What is the NFL Doing About Injuries?


Miami Dolphins quarterback Tua Tagovailoa gets sacked by Cincinnati Bengals Defensive tackle Josh Tupuo. The result of the play would be a concussion suffered by Tagovailoa. (JOSHUA A. BICKEL/ASSOCIATED PRESS).

All athletes know that sports have a high risk of injury. Football players everywhere are fighting injury reports and physical therapy visits constantly.  Injuries vary in severity, which can cause a player to miss a few weeks for a minor injury, but some can face the trauma that forces them to retire.

Recently, Miami Dolphins quarterback Tua Tagovailoa suffered a concussion and was carted out of the stadium during a week four matchup against the Cincinnati Bengals. Tagovailoa’s injury drew extra attention due to his back injury against the Buffalo Bills a week before.

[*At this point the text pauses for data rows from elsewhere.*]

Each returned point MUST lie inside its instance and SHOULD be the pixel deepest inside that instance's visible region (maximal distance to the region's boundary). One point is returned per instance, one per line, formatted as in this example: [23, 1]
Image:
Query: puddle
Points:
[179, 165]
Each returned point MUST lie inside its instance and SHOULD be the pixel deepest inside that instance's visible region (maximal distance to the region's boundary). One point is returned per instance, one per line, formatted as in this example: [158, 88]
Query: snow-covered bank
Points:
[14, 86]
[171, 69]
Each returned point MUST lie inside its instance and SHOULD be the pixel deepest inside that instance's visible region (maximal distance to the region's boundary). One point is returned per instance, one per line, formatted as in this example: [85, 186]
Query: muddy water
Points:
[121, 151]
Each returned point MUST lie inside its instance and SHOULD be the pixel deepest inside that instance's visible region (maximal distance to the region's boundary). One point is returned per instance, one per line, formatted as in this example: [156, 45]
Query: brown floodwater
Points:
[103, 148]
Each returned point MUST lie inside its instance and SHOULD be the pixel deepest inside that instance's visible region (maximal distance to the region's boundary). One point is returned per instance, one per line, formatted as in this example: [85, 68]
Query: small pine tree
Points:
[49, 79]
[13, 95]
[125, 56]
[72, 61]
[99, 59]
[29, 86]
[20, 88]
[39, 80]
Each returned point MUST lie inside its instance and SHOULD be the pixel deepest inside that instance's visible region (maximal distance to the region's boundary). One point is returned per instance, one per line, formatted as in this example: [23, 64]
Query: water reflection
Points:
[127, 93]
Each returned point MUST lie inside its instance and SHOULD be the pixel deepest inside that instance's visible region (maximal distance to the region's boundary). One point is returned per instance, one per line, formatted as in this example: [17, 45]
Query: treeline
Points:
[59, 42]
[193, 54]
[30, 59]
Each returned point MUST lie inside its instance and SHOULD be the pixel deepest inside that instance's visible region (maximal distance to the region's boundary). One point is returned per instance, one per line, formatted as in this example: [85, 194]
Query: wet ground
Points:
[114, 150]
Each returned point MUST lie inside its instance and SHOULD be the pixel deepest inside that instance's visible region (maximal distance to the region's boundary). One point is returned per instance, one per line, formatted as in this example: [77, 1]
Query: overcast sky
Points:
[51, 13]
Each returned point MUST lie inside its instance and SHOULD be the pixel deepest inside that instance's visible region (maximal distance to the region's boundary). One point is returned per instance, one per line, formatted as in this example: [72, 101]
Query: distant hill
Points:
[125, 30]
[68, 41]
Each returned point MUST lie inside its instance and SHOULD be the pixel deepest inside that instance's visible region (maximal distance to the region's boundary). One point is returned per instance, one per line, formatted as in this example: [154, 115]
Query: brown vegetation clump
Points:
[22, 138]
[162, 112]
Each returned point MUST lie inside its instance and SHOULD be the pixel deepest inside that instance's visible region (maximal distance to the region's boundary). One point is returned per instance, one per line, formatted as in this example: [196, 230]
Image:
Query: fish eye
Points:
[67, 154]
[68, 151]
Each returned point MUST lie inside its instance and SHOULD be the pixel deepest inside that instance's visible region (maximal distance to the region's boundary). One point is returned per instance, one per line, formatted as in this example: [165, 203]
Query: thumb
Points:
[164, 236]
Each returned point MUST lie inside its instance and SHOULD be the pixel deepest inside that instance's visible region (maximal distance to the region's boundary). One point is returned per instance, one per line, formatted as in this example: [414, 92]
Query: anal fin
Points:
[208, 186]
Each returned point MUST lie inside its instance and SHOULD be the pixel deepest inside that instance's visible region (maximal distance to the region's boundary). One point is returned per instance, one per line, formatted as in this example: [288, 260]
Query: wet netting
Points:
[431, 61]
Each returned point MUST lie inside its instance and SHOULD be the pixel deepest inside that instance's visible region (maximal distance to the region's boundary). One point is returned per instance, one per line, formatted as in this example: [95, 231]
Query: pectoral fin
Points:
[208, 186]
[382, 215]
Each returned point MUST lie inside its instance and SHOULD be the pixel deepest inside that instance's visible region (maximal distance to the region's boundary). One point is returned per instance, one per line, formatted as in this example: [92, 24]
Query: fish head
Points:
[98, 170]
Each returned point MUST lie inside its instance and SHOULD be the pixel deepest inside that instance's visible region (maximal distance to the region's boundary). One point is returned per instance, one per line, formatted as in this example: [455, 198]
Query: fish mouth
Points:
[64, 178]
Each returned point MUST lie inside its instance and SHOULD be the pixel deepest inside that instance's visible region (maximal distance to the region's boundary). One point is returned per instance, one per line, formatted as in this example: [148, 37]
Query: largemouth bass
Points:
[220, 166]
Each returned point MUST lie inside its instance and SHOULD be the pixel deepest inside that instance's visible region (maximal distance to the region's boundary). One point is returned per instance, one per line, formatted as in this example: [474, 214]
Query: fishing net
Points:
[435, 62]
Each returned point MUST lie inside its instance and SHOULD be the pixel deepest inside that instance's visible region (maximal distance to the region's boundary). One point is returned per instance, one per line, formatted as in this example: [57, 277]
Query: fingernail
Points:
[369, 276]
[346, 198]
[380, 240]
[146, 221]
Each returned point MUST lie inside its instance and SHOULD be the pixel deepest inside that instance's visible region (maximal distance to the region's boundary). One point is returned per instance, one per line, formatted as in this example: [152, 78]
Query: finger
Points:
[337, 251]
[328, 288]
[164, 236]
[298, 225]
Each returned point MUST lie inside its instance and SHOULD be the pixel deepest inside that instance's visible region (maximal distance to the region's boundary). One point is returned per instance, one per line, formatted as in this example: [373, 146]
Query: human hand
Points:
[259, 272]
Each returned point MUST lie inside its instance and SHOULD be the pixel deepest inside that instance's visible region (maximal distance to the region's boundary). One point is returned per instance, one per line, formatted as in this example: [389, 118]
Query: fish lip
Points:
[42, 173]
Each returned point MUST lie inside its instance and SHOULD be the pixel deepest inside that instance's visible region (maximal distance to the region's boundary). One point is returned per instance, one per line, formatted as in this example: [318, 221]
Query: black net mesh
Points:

Despite his condition, Tagovailoa was cleared to play in the next game.

Concussions can be extremely dangerous, causing symptoms such as headaches or memory loss. Even after players retire, former football players can experience chronic traumatic encephalopathy (CTE), a form of brain damage that can become a factor in mental issues or an early death, as in the case of the late Broncos wide receiver Demaryius Thomas.

The National Football League (NFL) and National Football League Players Association (NFLPA) responded to the incident by amending their concussion protocols to make the games safer for players by “closing the loophole on gross motor instability”. However, concussions are still an inevitable aspect of football as evidenced by Teddy Bridgewater and Nyhiem Hines in week 5 of entering the new concussion protocol.

“You always need to be aware of what you’re doing,” Lambert sophomore and junior varsity defensive lineman Hieuminh Pham said. “Being scared sends you down the wrong path.”

Hieuminh’s point is applicable to all athletes. Even during high-intensity moments, having confidence in your coach, teammates, medical staff, and, most importantly,  yourself is essential.

Safety should always be the first priority in athletics. Amendments to regulations should be revisited in order to prevent possibly life-altering injuries.